In al het tumult kwam in Amerika steeds weer de naam van één man naar voren, van iemand die voorbestemd lijkt om zowel zijn tijdgenoten als ons tot voorbeeld te dienen. Frederick Douglass moest ooit zelf met iemand afrekenen, en wij kunnen nog steeds iets leren van zijn woorden en daden.
Voordat Frederick Douglass een van de belangrijkste abolitionisten, auteurs, sprekers en iconen van Amerika werd, bracht hij de eerste twintig jaar van zijn leven door in slavernij. Hij werd in februari 1818 als slaaf geboren in Talbot County in de staat Maryland en moest in die hoedanigheid meerdere mensen dienen. Maar niemand maakte zo'n indruk op hem als Captain Thomas Auld.
Met een vader die Amerikaanse legercommandant was tijdens de Oorlog van 1812 verwierf Auld plaatselijk een vooraanstaande positie als reder en vroom christen. Via een erfenis van zijn eerste echtgenote Lucretia werd hij eigenaar van tot slaaf gemaakte mensen. Hij wende al snel aan die rol en behandelde hen op een wrede manier.
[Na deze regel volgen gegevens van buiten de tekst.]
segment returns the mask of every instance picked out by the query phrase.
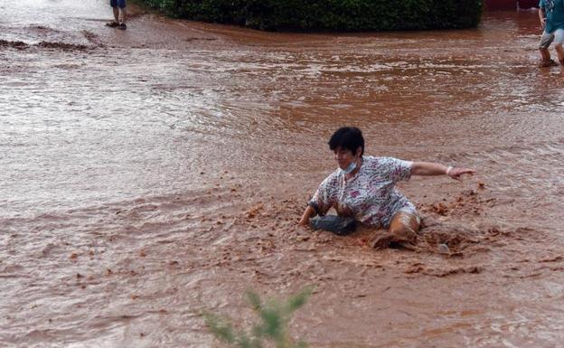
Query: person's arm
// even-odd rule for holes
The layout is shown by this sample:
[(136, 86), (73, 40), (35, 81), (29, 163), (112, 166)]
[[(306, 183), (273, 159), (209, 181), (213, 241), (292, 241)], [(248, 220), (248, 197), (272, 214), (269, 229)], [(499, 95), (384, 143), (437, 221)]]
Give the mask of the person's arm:
[(411, 165), (411, 175), (448, 175), (451, 178), (462, 181), (460, 175), (469, 174), (474, 174), (475, 171), (470, 168), (458, 168), (446, 166), (437, 163), (413, 162)]
[(298, 225), (308, 226), (309, 219), (313, 218), (316, 214), (317, 212), (315, 212), (315, 210), (311, 205), (308, 205), (307, 208), (306, 208), (306, 211), (304, 212), (304, 213), (302, 214), (302, 218), (300, 219)]
[(540, 27), (544, 29), (546, 25), (546, 14), (544, 13), (544, 7), (539, 7), (539, 19), (540, 20)]

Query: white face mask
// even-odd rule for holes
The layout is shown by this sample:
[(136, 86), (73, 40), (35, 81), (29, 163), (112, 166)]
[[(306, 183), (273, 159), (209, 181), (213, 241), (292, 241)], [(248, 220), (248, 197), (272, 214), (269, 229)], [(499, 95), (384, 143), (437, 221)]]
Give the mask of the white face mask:
[(349, 166), (347, 166), (344, 169), (341, 169), (341, 170), (343, 171), (343, 173), (344, 174), (348, 174), (352, 173), (352, 171), (355, 170), (355, 169), (356, 169), (356, 161), (352, 161), (352, 162), (351, 162)]

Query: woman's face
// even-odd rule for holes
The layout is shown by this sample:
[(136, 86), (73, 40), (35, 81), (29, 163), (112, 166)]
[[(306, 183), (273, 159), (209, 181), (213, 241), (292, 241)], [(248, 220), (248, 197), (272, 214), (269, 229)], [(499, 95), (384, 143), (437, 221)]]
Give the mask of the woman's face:
[(334, 150), (335, 161), (339, 164), (339, 168), (345, 169), (351, 163), (356, 160), (356, 156), (349, 149), (341, 146)]

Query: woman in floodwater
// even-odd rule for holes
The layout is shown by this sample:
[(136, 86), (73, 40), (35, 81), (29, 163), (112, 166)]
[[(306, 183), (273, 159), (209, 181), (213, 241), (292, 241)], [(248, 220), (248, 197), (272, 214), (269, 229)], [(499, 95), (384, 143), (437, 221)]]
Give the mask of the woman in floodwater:
[(386, 234), (372, 240), (374, 248), (391, 243), (410, 248), (417, 240), (420, 218), (413, 203), (396, 189), (397, 182), (409, 180), (411, 175), (442, 174), (461, 180), (462, 174), (475, 173), (435, 163), (363, 155), (364, 138), (357, 127), (337, 129), (329, 139), (329, 148), (335, 154), (339, 169), (321, 183), (299, 224), (306, 226), (310, 218), (334, 207), (339, 216), (387, 228)]

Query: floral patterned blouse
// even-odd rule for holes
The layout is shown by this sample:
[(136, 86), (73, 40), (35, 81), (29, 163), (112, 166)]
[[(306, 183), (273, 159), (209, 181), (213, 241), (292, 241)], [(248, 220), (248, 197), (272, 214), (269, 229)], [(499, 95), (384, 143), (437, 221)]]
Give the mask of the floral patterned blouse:
[(400, 210), (416, 212), (415, 206), (398, 191), (395, 183), (408, 181), (413, 162), (393, 157), (362, 156), (362, 165), (351, 179), (337, 169), (321, 183), (310, 203), (321, 214), (331, 207), (337, 212), (349, 209), (365, 224), (388, 228)]

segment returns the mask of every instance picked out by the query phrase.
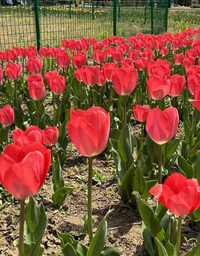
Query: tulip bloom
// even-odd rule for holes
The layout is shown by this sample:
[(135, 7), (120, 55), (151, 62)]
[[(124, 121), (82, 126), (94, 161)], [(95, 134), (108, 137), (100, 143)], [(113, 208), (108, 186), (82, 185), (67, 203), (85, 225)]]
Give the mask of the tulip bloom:
[(0, 109), (0, 123), (5, 126), (9, 126), (14, 121), (14, 110), (10, 105), (6, 105)]
[(55, 145), (58, 141), (58, 129), (55, 126), (49, 126), (44, 130), (44, 143), (47, 146)]
[(149, 95), (154, 100), (161, 100), (169, 93), (171, 82), (169, 76), (162, 79), (155, 75), (151, 76), (148, 80), (146, 78)]
[(24, 199), (41, 187), (49, 169), (50, 150), (40, 143), (7, 146), (0, 156), (0, 181), (15, 197)]
[(152, 109), (147, 116), (146, 130), (151, 138), (162, 145), (169, 141), (178, 130), (179, 117), (176, 108), (170, 107), (163, 111)]
[(28, 71), (32, 74), (38, 74), (41, 72), (42, 62), (40, 57), (31, 57), (27, 63)]
[(22, 72), (22, 67), (20, 63), (11, 63), (6, 66), (6, 75), (12, 80), (18, 79)]
[(106, 54), (104, 51), (95, 50), (93, 52), (93, 58), (96, 62), (102, 64), (106, 60)]
[(196, 179), (187, 179), (175, 173), (164, 184), (158, 184), (150, 192), (172, 213), (178, 216), (193, 212), (200, 206), (200, 187)]
[(32, 82), (28, 84), (28, 88), (31, 98), (35, 101), (41, 101), (45, 95), (45, 90), (43, 81)]
[(44, 143), (44, 131), (37, 126), (30, 126), (25, 131), (18, 129), (13, 131), (12, 135), (14, 144), (21, 148), (33, 142)]
[(93, 107), (86, 111), (71, 109), (67, 128), (70, 140), (81, 154), (88, 157), (97, 155), (108, 142), (110, 115), (101, 107)]

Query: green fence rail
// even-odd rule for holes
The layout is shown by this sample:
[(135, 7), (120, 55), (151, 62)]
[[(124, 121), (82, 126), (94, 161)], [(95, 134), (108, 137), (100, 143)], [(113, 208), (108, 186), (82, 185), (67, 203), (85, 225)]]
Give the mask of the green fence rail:
[(168, 0), (28, 0), (28, 6), (22, 1), (0, 0), (1, 51), (13, 45), (56, 47), (62, 39), (82, 37), (158, 34), (167, 28)]

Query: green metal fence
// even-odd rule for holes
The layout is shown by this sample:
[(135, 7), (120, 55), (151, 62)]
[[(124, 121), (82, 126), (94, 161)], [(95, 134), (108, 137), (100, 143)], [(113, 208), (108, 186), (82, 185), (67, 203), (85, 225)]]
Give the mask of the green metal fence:
[(167, 29), (168, 0), (29, 0), (29, 6), (20, 1), (8, 5), (11, 0), (0, 0), (1, 50), (13, 45), (56, 47), (62, 39), (82, 37), (158, 34)]

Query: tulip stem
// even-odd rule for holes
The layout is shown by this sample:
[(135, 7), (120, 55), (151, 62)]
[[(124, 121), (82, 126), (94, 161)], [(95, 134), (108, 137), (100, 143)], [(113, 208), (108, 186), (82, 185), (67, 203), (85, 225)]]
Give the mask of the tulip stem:
[(36, 101), (36, 111), (37, 111), (37, 117), (36, 119), (36, 125), (39, 127), (39, 101)]
[(21, 199), (20, 202), (19, 256), (23, 256), (24, 255), (24, 225), (25, 206), (25, 199)]
[(143, 143), (143, 130), (144, 129), (144, 123), (142, 122), (141, 127), (141, 145)]
[(58, 103), (57, 104), (57, 106), (58, 107), (58, 129), (60, 129), (60, 100), (59, 98), (60, 95), (57, 95), (57, 98), (58, 98)]
[(195, 128), (196, 125), (196, 121), (197, 121), (197, 108), (195, 108), (194, 111), (193, 122), (192, 122), (192, 132), (193, 136), (194, 136), (194, 132), (195, 131)]
[(180, 255), (182, 222), (182, 216), (179, 216), (178, 220), (178, 230), (177, 231), (177, 238), (176, 243), (176, 256), (180, 256)]
[(91, 101), (92, 99), (92, 86), (90, 86), (90, 91), (89, 93), (89, 106), (91, 107)]
[(54, 172), (55, 169), (54, 167), (54, 164), (53, 164), (53, 149), (52, 145), (50, 146), (50, 149), (51, 149), (51, 166), (52, 168), (53, 173)]
[(124, 112), (124, 127), (126, 125), (126, 95), (123, 96), (123, 106)]
[(158, 184), (162, 183), (162, 172), (161, 171), (161, 166), (162, 165), (162, 145), (158, 145)]
[(110, 107), (110, 101), (111, 99), (111, 90), (112, 89), (112, 82), (109, 82), (110, 86), (109, 88), (109, 100), (108, 101), (108, 107)]
[(92, 157), (88, 157), (88, 227), (90, 243), (93, 238), (92, 209)]
[(82, 107), (82, 82), (79, 82), (80, 87), (80, 106), (79, 108), (81, 109)]

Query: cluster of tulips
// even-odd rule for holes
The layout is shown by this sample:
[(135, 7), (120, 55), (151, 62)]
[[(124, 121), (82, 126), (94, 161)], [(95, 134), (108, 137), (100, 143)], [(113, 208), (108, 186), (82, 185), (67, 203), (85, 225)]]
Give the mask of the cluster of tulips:
[[(88, 158), (83, 224), (89, 246), (58, 230), (63, 254), (120, 255), (104, 246), (112, 210), (94, 236), (92, 228), (92, 159), (111, 150), (122, 200), (137, 205), (141, 215), (144, 248), (151, 256), (179, 256), (182, 216), (200, 220), (200, 28), (173, 35), (139, 33), (128, 40), (65, 39), (62, 45), (38, 52), (32, 46), (0, 52), (0, 181), (21, 200), (20, 238), (15, 242), (20, 256), (44, 251), (44, 210), (33, 196), (51, 163), (55, 204), (62, 205), (75, 189), (65, 186), (61, 167), (68, 137)], [(52, 103), (50, 116), (46, 107)], [(134, 133), (137, 123), (139, 137)], [(176, 137), (179, 125), (184, 138)], [(180, 173), (171, 174), (175, 163)], [(157, 205), (145, 201), (152, 194)], [(198, 255), (198, 241), (186, 255)]]

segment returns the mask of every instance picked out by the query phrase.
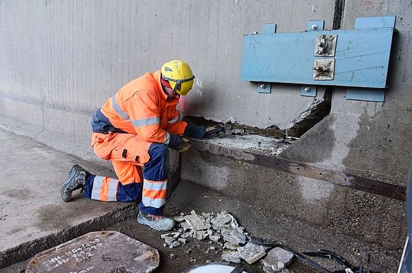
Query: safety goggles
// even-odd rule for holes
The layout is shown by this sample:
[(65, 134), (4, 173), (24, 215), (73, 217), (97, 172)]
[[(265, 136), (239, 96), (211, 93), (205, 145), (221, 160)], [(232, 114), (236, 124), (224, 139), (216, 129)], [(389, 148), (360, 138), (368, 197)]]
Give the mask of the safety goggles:
[(174, 79), (172, 79), (171, 78), (165, 77), (163, 75), (161, 75), (161, 78), (164, 80), (176, 82), (176, 84), (174, 85), (174, 88), (173, 88), (173, 93), (179, 94), (181, 89), (182, 88), (182, 84), (183, 82), (190, 82), (191, 80), (194, 80), (194, 75), (188, 79), (183, 79), (183, 80), (174, 80)]

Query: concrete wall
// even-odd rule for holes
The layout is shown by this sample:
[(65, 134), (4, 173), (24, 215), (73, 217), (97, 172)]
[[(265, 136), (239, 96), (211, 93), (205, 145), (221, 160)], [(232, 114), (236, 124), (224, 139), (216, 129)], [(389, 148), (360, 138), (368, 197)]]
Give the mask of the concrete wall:
[[(337, 1), (342, 2), (342, 1)], [(334, 88), (330, 115), (283, 156), (387, 176), (404, 185), (412, 161), (411, 3), (343, 1), (343, 28), (357, 17), (396, 15), (391, 87), (385, 102), (348, 101)], [(173, 58), (196, 75), (186, 113), (264, 128), (286, 128), (316, 99), (299, 87), (271, 94), (240, 79), (242, 34), (276, 23), (278, 32), (310, 19), (331, 29), (335, 1), (0, 1), (0, 126), (86, 159), (93, 112), (128, 80)], [(339, 17), (339, 16), (337, 16)], [(369, 174), (368, 174), (369, 175)]]
[[(406, 185), (412, 163), (412, 2), (346, 0), (343, 28), (362, 16), (396, 15), (389, 70), (390, 88), (385, 102), (347, 100), (336, 88), (330, 115), (317, 124), (283, 156), (387, 176)], [(314, 149), (316, 152), (314, 152)]]
[(331, 28), (332, 2), (1, 1), (0, 116), (4, 124), (25, 123), (21, 129), (32, 127), (38, 141), (92, 158), (93, 112), (128, 81), (181, 58), (196, 76), (187, 114), (286, 127), (323, 91), (314, 99), (291, 86), (258, 93), (240, 79), (242, 35), (272, 22), (279, 32), (304, 31), (320, 18)]

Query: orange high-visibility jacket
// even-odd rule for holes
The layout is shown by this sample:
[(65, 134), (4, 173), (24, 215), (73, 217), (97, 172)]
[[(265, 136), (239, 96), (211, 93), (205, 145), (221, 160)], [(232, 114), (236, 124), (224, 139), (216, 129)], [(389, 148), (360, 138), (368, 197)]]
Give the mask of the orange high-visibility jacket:
[(160, 71), (146, 73), (124, 85), (100, 109), (111, 124), (144, 141), (168, 144), (170, 134), (182, 135), (187, 123), (180, 120), (178, 99), (166, 101)]

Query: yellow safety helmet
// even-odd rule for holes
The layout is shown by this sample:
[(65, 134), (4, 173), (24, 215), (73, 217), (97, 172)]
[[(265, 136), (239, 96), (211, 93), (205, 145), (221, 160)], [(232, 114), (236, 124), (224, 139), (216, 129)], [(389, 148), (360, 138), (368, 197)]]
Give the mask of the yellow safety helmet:
[(173, 91), (185, 96), (193, 86), (194, 75), (184, 60), (171, 60), (161, 67), (161, 78), (169, 82)]

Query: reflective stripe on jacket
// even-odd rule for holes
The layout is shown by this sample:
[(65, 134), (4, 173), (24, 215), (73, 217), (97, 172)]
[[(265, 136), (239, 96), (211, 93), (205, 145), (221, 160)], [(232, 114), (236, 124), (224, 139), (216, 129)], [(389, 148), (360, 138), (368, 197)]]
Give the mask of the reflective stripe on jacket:
[(93, 132), (124, 132), (145, 141), (168, 144), (170, 133), (182, 135), (187, 124), (176, 110), (178, 99), (168, 102), (167, 98), (160, 71), (146, 73), (122, 87), (96, 112)]

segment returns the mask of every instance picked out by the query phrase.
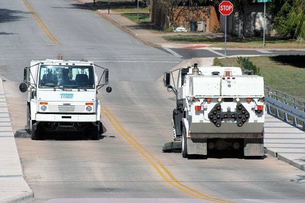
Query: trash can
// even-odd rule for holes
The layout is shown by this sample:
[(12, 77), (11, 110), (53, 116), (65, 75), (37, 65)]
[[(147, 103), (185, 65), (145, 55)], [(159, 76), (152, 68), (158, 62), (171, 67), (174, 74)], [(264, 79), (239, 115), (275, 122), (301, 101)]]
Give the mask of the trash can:
[(206, 32), (206, 21), (205, 20), (197, 22), (197, 31), (198, 32)]
[(197, 21), (191, 20), (190, 21), (190, 31), (191, 32), (196, 32), (197, 31)]

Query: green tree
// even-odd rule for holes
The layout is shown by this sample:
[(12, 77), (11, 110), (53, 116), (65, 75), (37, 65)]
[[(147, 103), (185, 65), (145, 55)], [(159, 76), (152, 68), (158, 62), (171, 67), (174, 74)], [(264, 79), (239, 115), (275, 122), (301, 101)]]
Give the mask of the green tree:
[(270, 3), (273, 28), (294, 38), (305, 38), (305, 0), (278, 0)]
[(237, 14), (238, 17), (238, 30), (237, 30), (237, 37), (242, 38), (244, 37), (244, 6), (248, 0), (232, 0), (234, 12)]

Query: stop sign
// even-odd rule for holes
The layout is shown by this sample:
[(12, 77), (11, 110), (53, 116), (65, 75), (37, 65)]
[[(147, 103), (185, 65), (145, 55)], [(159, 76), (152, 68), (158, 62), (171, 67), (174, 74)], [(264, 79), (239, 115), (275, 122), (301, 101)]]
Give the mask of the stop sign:
[(228, 16), (233, 12), (233, 4), (228, 0), (224, 0), (219, 4), (219, 12), (224, 16)]

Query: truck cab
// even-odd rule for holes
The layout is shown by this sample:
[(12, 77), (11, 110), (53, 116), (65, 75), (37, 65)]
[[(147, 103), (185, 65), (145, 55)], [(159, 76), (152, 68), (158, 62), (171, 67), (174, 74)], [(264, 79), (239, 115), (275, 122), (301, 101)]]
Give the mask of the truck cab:
[(102, 127), (97, 90), (108, 84), (109, 70), (99, 67), (103, 69), (99, 84), (96, 67), (92, 62), (60, 58), (32, 60), (24, 68), (19, 88), (29, 93), (26, 129), (32, 139), (57, 132), (82, 132), (99, 139)]

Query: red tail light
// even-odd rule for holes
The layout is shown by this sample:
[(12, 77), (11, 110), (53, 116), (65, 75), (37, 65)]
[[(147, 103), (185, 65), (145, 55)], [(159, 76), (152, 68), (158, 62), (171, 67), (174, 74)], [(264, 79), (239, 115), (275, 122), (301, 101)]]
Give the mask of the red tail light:
[(201, 106), (195, 106), (195, 111), (201, 111)]

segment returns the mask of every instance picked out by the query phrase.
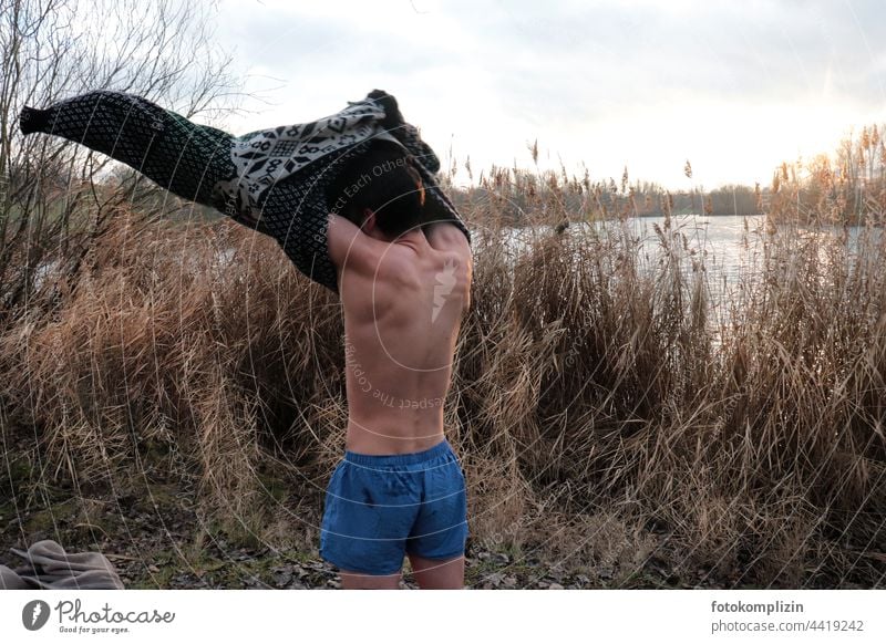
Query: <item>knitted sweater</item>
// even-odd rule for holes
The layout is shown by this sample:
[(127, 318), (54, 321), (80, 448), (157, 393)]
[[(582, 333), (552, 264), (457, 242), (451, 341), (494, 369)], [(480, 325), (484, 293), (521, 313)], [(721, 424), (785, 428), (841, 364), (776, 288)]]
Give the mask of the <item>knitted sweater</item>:
[(302, 273), (333, 292), (329, 188), (344, 163), (365, 154), (374, 137), (396, 142), (419, 162), (427, 219), (450, 220), (471, 239), (434, 178), (436, 155), (403, 121), (394, 97), (378, 90), (332, 116), (239, 137), (110, 91), (45, 110), (25, 107), (19, 123), (24, 134), (52, 134), (104, 153), (184, 199), (271, 236)]

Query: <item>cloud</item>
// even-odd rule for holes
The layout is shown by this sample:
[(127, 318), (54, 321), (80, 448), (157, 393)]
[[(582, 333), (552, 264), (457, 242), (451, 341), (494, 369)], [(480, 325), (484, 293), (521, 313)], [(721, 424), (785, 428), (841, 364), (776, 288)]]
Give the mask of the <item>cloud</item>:
[[(713, 157), (714, 127), (742, 133), (729, 136), (741, 146), (764, 129), (781, 142), (776, 121), (792, 111), (858, 120), (882, 111), (880, 12), (874, 0), (262, 0), (219, 10), (238, 60), (280, 80), (265, 81), (278, 105), (261, 108), (261, 125), (316, 118), (381, 87), (436, 147), (455, 136), (475, 156), (511, 163), (538, 136), (564, 156), (593, 150), (601, 164), (608, 155), (614, 172), (622, 159), (612, 132), (636, 133), (637, 154), (680, 132)], [(702, 116), (704, 127), (692, 127)]]

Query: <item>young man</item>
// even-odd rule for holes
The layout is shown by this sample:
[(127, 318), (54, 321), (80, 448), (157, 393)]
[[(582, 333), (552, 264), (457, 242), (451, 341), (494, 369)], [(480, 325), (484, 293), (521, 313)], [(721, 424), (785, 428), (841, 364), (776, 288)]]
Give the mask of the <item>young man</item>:
[(471, 249), (455, 225), (422, 220), (421, 179), (396, 148), (341, 177), (327, 236), (344, 311), (347, 451), (327, 490), (320, 552), (346, 589), (398, 588), (404, 554), (421, 588), (459, 589), (465, 482), (443, 402)]

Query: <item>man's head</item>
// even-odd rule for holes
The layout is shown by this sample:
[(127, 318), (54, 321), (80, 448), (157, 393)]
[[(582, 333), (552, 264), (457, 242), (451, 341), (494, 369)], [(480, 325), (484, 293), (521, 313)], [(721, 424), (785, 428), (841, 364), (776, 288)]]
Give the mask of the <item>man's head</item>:
[(368, 235), (388, 240), (425, 222), (424, 186), (415, 160), (389, 141), (373, 141), (367, 154), (342, 167), (331, 186), (329, 204)]

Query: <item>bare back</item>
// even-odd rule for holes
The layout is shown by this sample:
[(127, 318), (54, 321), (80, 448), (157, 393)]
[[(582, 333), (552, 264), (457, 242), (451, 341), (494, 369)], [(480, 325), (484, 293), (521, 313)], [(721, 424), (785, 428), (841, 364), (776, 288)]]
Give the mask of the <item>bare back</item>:
[(337, 262), (351, 451), (414, 453), (443, 438), (472, 259), (454, 226), (427, 229), (390, 243), (359, 232), (367, 239), (356, 237), (351, 248), (363, 243), (360, 253)]

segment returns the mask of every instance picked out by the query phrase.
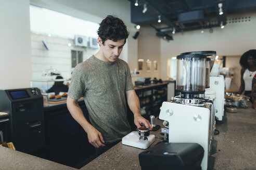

In een van de drie autobiografieën die Douglass schreef, beschrijft hij de plantage van Auld als ‘de plek waar ik enkele van de meest trieste dingen uit het slavenleven heb meegemaakt.’ ‘Auld onderwierp me aan zijn wil, eigende zich mijn lichaam en ziel toe, reduceerde me tot een voorwerp dat hij kon bezitten, verhuurde me aan een beruchte ‘slavenbreker’ die me als een beest liet werken en me in het gareel probeerde te slaan...,’ schrijft hij.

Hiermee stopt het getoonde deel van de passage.